Asthma is a chronic disease characterized by recurrent attacks of breathlessness and wheezing, which vary in severity and frequency from person to person. Symptoms may occur several times in a day or week in affected individuals, and for some people become worse during physical activity or at night. During an asthma attack, the lining of the bronchial tubes swell, causing the airways to narrow and reducing the flow of air into and out of the lungs. Recurrent asthma symptoms frequently cause sleeplessness, daytime fatigue, reduced activity levels and school and work absenteeism. Asthma has a relatively low fatality rate compared to other chronic diseases.
Facts about asthma
- WHO estimates that 235 million people currently suffer from asthma. Asthma is the most common chronic disease among children.
- Asthma is a public health problem not just for high-income countries; it occurs in all countries regardless of the level of development. Most asthma-related deaths occur in low- and lower-middle income countries.
- Asthma is under-diagnosed and under-treated. It creates substantial burden to individuals and families and often restricts individuals’ activities for a lifetime.

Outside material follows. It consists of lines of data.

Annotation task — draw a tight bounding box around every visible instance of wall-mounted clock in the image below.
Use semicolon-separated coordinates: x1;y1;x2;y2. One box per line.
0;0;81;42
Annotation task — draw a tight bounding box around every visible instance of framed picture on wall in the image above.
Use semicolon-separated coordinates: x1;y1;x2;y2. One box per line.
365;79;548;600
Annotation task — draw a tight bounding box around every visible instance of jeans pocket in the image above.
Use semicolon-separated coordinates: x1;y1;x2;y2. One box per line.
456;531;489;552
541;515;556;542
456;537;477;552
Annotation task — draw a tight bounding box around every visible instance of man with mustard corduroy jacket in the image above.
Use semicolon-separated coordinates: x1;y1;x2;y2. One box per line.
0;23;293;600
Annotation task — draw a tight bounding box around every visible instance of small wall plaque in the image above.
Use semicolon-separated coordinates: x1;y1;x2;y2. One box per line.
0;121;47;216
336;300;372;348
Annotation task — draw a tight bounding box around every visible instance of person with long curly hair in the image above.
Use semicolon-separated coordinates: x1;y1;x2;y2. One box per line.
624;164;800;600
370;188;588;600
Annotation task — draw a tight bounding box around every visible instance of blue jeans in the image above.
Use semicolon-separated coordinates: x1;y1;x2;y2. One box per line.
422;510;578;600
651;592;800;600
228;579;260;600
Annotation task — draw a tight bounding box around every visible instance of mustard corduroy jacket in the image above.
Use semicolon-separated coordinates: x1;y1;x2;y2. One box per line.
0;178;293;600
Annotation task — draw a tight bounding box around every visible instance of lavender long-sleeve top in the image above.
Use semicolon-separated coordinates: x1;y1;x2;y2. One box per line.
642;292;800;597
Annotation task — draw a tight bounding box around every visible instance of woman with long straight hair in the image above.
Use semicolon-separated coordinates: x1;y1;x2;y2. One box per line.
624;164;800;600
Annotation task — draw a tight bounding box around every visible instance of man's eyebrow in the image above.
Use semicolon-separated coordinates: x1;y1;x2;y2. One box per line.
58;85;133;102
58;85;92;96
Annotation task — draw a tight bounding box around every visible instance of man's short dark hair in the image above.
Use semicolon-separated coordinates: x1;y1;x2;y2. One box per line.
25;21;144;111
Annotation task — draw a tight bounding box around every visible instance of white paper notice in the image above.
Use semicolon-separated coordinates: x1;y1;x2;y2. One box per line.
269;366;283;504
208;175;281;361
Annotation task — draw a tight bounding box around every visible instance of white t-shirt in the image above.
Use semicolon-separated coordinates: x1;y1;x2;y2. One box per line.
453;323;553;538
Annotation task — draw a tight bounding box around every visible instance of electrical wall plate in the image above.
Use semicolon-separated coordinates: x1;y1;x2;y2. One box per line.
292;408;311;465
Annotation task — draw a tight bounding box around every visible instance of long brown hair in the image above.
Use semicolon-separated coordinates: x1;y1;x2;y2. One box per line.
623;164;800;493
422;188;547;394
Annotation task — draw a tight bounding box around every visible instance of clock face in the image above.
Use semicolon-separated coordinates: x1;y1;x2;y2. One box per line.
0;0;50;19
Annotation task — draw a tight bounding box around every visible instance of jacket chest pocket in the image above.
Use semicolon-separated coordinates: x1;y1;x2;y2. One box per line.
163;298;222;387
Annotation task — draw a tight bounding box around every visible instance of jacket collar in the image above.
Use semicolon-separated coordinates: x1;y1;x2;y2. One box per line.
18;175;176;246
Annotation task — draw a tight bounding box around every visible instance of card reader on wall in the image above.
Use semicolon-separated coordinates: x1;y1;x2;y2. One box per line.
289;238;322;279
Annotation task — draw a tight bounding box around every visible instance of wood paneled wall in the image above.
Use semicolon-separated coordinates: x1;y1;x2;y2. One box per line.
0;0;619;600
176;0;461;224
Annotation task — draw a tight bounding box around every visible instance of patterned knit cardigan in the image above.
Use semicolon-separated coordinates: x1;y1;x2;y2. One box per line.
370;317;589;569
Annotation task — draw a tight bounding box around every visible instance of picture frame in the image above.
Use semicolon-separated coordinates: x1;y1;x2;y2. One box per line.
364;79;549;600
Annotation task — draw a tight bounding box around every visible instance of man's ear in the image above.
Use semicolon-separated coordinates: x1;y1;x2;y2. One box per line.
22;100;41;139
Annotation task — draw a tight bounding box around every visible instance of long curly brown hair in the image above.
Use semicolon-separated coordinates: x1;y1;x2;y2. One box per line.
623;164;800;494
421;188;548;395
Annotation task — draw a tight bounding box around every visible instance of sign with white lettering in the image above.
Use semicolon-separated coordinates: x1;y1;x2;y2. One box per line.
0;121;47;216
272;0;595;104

The fundamental causes of asthma are not completely understood. The strongest risk factors for developing asthma are a combination of genetic predisposition with environmental exposure to inhaled substances and particles that may provoke allergic reactions or irritate the airways, such as:
- indoor allergens (for example, house dust mites in bedding, carpets and stuffed furniture, pollution and pet dander)
- outdoor allergens (such as pollens and moulds)
- tobacco smoke
- chemical irritants in the workplace
- air pollution.
Other triggers can include cold air, extreme emotional arousal such as anger or fear, and physical exercise. Even certain medications can trigger asthma: aspirin and other non-steroid anti-inflammatory drugs, and beta-blockers (which are used to treat high blood pressure, heart conditions and migraine).

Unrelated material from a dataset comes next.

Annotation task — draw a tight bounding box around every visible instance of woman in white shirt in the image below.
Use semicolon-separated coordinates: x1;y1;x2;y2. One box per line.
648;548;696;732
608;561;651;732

Urbanization has been associated with an increase in asthma. But the exact nature of this relationship is unclear.
Reducing the asthma burden
Although asthma cannot be cured, appropriate management can control the disease and enable people to enjoy a good quality of life. Short-term medications are used to relieve symptoms. People with persistent symptoms must take long-term medication daily to control the underlying inflammation and prevent symptoms and exacerbations.

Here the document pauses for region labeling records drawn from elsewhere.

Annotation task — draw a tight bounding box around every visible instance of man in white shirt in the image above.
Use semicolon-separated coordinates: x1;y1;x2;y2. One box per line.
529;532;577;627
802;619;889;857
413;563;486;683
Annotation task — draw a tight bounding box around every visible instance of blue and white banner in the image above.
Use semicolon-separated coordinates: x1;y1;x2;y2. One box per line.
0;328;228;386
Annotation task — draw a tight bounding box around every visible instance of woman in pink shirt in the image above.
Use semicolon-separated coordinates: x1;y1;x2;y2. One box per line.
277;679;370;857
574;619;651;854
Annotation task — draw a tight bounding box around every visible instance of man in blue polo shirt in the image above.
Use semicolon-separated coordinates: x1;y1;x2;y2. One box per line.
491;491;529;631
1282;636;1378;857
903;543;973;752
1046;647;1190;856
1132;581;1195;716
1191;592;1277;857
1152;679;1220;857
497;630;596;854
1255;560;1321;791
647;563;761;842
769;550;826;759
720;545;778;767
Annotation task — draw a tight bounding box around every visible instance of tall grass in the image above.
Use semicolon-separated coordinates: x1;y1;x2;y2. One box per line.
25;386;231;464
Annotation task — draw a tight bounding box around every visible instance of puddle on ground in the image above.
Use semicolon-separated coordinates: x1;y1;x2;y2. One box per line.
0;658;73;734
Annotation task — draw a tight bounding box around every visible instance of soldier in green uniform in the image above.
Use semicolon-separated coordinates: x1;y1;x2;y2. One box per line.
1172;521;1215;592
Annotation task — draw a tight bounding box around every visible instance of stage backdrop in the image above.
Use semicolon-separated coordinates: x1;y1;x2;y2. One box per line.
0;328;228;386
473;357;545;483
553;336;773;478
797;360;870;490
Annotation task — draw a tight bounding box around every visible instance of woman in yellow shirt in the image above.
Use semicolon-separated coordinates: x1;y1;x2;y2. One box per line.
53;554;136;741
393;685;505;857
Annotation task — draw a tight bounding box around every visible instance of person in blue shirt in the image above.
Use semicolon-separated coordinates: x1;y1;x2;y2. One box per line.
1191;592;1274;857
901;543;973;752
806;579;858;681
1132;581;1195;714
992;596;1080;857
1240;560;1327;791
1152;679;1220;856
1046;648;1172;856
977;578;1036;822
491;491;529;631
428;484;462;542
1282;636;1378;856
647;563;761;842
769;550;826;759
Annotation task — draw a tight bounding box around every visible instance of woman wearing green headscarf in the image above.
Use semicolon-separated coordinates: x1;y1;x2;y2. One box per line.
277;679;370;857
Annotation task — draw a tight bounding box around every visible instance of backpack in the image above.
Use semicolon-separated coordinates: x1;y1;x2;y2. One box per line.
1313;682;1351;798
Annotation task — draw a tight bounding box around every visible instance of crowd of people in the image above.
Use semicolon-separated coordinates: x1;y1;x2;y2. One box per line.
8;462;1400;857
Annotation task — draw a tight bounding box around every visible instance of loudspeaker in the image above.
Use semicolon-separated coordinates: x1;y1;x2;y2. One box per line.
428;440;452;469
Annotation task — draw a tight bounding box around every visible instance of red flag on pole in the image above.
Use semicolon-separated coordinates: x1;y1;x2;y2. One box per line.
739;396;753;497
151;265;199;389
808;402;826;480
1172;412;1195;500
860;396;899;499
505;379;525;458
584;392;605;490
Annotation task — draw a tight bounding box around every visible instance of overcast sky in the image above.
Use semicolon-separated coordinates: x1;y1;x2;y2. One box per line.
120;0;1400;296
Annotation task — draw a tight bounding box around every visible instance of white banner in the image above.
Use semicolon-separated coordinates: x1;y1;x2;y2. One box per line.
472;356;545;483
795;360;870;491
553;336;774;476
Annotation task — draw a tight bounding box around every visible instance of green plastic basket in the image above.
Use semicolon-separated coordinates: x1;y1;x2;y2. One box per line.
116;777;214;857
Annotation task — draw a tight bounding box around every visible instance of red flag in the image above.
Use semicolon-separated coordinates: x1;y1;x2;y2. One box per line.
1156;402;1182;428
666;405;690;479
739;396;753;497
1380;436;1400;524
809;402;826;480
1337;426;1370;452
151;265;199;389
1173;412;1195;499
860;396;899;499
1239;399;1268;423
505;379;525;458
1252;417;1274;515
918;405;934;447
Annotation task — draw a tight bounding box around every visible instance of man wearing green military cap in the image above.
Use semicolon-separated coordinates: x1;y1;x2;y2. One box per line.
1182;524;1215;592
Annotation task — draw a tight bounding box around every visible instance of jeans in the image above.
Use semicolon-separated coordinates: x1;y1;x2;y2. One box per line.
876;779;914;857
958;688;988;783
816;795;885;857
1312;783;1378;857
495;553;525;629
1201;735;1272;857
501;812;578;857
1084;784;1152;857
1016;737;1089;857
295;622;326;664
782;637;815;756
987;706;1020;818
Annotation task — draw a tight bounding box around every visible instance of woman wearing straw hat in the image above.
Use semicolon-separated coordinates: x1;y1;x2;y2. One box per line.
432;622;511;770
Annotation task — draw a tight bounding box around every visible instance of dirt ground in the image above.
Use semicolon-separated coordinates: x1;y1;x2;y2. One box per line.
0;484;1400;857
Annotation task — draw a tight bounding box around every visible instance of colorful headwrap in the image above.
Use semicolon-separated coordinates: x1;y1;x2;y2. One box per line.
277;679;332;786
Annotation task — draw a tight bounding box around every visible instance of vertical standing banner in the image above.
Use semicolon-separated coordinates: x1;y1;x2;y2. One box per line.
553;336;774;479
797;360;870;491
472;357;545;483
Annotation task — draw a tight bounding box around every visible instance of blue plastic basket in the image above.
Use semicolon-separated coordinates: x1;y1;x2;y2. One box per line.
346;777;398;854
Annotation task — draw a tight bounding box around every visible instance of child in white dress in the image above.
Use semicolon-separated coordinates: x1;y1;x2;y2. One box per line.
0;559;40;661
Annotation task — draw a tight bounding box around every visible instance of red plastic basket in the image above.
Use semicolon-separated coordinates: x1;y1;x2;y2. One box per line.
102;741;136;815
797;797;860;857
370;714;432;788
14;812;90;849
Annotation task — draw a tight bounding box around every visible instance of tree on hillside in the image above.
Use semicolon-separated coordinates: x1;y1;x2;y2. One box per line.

Medication is not the only way to control asthma. It is also important to avoid asthma triggers - stimuli that irritate and inflame the airways. With medical support, each asthma patient must learn what triggers he or she should avoid.
Although asthma does not kill on the scale of chronic obstructive pulmonary disease (COPD) or other chronic diseases, failure to use appropriate medications or to adhere to treatment can lead to death.
WHO strategy for prevention and control of asthma
WHO recognizes that asthma is of major public health importance. The Organization plays a role in coordinating international efforts against the disease. The aim of its strategy is to support Member States in their efforts to reduce the disability and premature death related to asthma.
WHO's programme objectives are:
- surveillance to map the magnitude of asthma, analyse its determinants and monitor trends, with emphasis on poor and disadvantaged populations;
- primary prevention to reduce the level of exposure to common risk factors, particularly tobacco smoke, frequent lower respiratory infections during childhood, and air pollution (indoor, outdoor, and occupational exposure); and
- identifying cost-effective interventions, upgrading standards and accessibility of care at different levels of the health care system.
Global Alliance against Chronic Respiratory Diseases:
The Global Alliance against Chronic Respiratory Diseases (GARD) contributes to WHO’s work to prevent and control chronic respiratory diseases. It is a voluntary alliance of national and international organizations and agencies from many countries. It focuses on the needs of low- and middle-income countries and vulnerable populations, and fosters initiatives that are tailored to local needs.